What does it take to be an amazing chef? First off, it requires years and years of patience and trial and error. I once heard that to be a good cook, you must make every mistake, but only make it once. That famous saying also implies that a good chef is an enthusiastic learner who is willing to be critical of themselves and change what needs to be changed. Most chefs also have some type of formal training, whether it be in an educational environment or some type of apprenticeship. But we know it’s not even enough to be good at cooking to be a successful chef. One also needs to be a good delegator of tasks, and understand order of operations so that everything comes out at the right time tasting correct. Now imagine if we asked that amazing chef, “Do you farm?”
I stole that punch line from a standup comedian named Mitch Hedburg. He was explaining what it felt like for him (a stand up comedian) to be asked to do acting. While there may be lots of similarities between the two of them, there are also lots of differences that are significant. Both the farmer and the chef work with food, but that might be where there similarities end. My point is that Montessori teachers are often asked to be both the chef and the farmer, when the teacher was only trained to be the chef.
We know that our Montessori classroom teachers are comfortable teaching Montessori lessons in the classroom from the materials and from their training albums. However, they are often asked to teach the subject of PE, and they have had no formal training in that whatsoever. While not only being unfair, this is also not sustainable. One of the criticisms of Montessori schools is that they typically lack in physical education, and it is not hard to see why. How are Montessori classroom teachers teaching a subject that they have not been taught themselves?

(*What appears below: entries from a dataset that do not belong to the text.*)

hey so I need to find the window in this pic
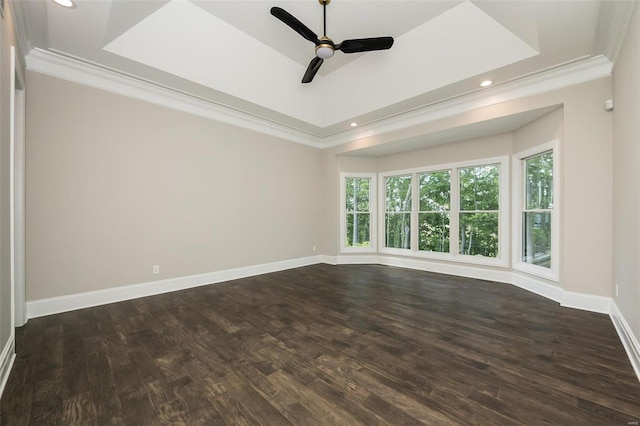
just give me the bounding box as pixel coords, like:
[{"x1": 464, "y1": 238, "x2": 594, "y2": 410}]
[
  {"x1": 379, "y1": 157, "x2": 508, "y2": 266},
  {"x1": 384, "y1": 175, "x2": 412, "y2": 249},
  {"x1": 513, "y1": 142, "x2": 559, "y2": 280},
  {"x1": 458, "y1": 165, "x2": 500, "y2": 257},
  {"x1": 418, "y1": 170, "x2": 450, "y2": 253},
  {"x1": 340, "y1": 173, "x2": 376, "y2": 252}
]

How many lessons or materials do you have in cabinets that have never been used? Is there a reason you have not used that material or lesson? Can I guess that one of the reasons is that you don’t fully understand how to teach the lesson or use the material? Please understand that this is not a criticism of you either; everyone has their strengths and weaknesses. What I’m trying to say is that subjects we don’t understand that well usually are skipped. My fear is that this is what happens all too often when we ask Montessori classroom teachers to teach PE; it gets skipped. But it wasn’t a fair fight, as a Montessori teacher you didn’t get any lessons or training on PE, so how could you be expected to teach that subject? It’s as if you are a chef who is also being asked to farm.
We could also look at this analogy another way. If our PE teacher is a farmer, they have been successfully farming for hundreds of years, and for the most part people have been happy with the way it’s been going. The conventional way of farming has produced results. Recently, more and more people have been asking for produce and food that is organic. Many people would agree that this organic style of farming creates produce that is healthier (even if it’s only due to the lack of potentially harmful use of chemicals). So in this analogy, what does the word “organic” represent? Let’s replace the word organic with integrated, and replace farming with physical education. If we use things that work from conventional physical education, but integrate it with concepts from the classroom, we have created a more holistic approach to physical education. If that PE / classroom integration happens to be with a Montessori classroom, now we have a Montessori Physical Education program.
For the classroom teacher, this may be the best way to connect physical education into your already busy day. You do not have the time to research “best practices” for physical education, that’s what PE teachers spend years learning about. What you can do is take something you know very well, the Montessori curriculum, and get your students moving to lessons and concepts you feel comfortable with. If you as the classroom teacher feel comfortable (and even enjoy) teaching a subject area, there is a significantly better chance that you will teach that subject. If you feel comfortable teaching a PE lesson that is an easy to understand game that connects to concepts that you have introduced in the classroom, then your students will get a consistent, enjoyable, and educational physical education experience.
That is the goal of Montessori Physical Education.